Wie wir nach der Pandemie unser Publikum zurückgewinnen können: 6. Umfragewelle

Seit Ausbruch der Pandemie hat das Londoner Institut für Publikumsforschung „The Audience Agency“ kontinuierlich das britische Publikum aller Kultursparten in Stadt und Land zu ihren Einstellungen zum Besuch von Kulturveranstaltungen befragt. Im Frühjahr dieses Jahres konnten die Ergebnisse und Vorschläge im Rahmen eines Webtalks der IG Kultur in Kooperation mit der Europäischen Theaternacht mit den Studienverantwortlichen besprochen werden. Die sechste und jüngste Befragungswelle (3.197 Befragte) fand im April 2022 statt. Einige der Trends sind sicher auch für uns relevant.

Publikum blaues Licht

The Audience Agency – Cultural Participation Monitor

Die Originaltexte inkl. Grafiken und weiterführender Links kann man auf der Website der Audience Agency (TAA) abrufen. Wir haben die kurze Zusammenfassung übersetzt. 

Derzeit führt die Audience Agency die siebente Befragungswelle zum Thema „Publikumsentwicklung nach Corona“ durch. Sobald die Ergebnisse vorliegen, werden wir euch über die Ergebnisse informieren.

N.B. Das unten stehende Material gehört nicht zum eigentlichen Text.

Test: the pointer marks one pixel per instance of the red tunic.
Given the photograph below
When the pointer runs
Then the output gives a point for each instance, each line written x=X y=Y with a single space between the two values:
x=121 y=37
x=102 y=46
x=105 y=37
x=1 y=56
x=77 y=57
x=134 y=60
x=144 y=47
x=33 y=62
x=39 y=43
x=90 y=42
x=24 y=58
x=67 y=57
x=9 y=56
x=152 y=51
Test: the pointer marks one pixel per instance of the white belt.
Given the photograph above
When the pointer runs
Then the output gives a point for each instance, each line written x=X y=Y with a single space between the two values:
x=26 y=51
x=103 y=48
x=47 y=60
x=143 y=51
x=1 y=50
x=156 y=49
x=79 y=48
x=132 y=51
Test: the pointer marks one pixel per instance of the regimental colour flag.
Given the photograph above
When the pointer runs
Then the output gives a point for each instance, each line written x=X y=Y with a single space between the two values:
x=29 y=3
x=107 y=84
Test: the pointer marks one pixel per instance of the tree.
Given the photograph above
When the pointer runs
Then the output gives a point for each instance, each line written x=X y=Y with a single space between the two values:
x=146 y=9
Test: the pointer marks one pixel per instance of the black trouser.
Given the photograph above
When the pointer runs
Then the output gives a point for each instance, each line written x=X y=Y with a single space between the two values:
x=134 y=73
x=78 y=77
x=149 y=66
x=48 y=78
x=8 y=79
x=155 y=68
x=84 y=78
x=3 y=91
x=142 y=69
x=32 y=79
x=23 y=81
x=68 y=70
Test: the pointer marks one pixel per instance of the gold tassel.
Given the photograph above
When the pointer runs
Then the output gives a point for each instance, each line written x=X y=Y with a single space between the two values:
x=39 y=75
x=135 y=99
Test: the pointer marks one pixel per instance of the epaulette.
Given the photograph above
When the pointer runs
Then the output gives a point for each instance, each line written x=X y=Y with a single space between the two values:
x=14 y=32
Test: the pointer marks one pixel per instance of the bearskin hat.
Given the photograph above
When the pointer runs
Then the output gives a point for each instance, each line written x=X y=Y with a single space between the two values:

Jüngste Schlüsselerkenntnisse

Die ersten Ergebnisse der im April 2022 durchgeführten Welle des Kulturpartizipationsmonitors zeigen, wie sich die Einstellungen zur Sicherheit des Publikums, zum Arbeiten von zu Hause aus, zur Teilnahme an Veranstaltungen vor Ort und zu den Auswirkungen der Lebenshaltungskostenkrise ändern, während die Pandemie in ihre letzte Phase eintritt.
 

Die wichtigste Punkte

  • Insgesamt ist die Bereitschaft, Veranstaltungen zu besuchen, deutlich gestiegen, und man ist optimistisch, was die künftige Teilnahme anbelangt, auch wenn einige Gruppen weiterhin besonders besorgt sind und Menschen mit Behinderungen weniger bereit oder in der Lage sind, Veranstaltungen zu besuchen.
  • Sicherheitsmaßnahmen werden als weniger wichtig eingestuft als früher, aber der Wunsch danach besteht weiterhin, wobei die Hälfte der Besucher immer noch angibt, dass sie keine Veranstaltungen besuchen würden, wenn die Sicherheitsvorkehrungen ganz wegfallen würden.
  • Fast die Hälfte der Menschen gibt an, dass sie sich während der Pandemie in irgendeiner Form online mit Kunst und Kultur beschäftigt haben, wobei der Schwerpunkt auf einem jüngeren Publikum liegt, das in der Regel ohnehin sehr kulturinteressiert ist oder eine Behinderung hat.
  • Die Krise der Lebenshaltungskosten erweist sich als vorhersehbares Hindernis für ein Engagement und wirkt sich wahrscheinlich besonders auf die Häufigkeit der Besuche aus (mehr als auf die Ausgaben pro Besuch - obwohl höhere Preise eine weitere Abschreckung darstellen würden).
  • Die Arbeit von zu Hause aus ist nach wie vor weit verbreitet, wird bevorzugt und dürfte in gewissem Maße von den meisten fortgesetzt werden, was wahrscheinlich zu der weit verbreiteten Absicht beiträgt, in Zukunft mehr lokale Veranstaltungen zu besuchen als vor der Pandemie.

 

Die wahrgenommenen Risiken im Zusammenhang mit Covid-19 nehmen ab, während die Bereitschaft, Veranstaltungen, insbesondere im Freien, zu besuchen, steigt.

 

Allgemeine Bereitschaft zur Teilnahme

Die Bereitschaft, an Veranstaltungen teilzunehmen, ist insgesamt auf 39 % gestiegen (gegenüber 30 % im November 2021), während 20 % der Befragten Covid-19 als Grund für ihre Ablehnung anführen.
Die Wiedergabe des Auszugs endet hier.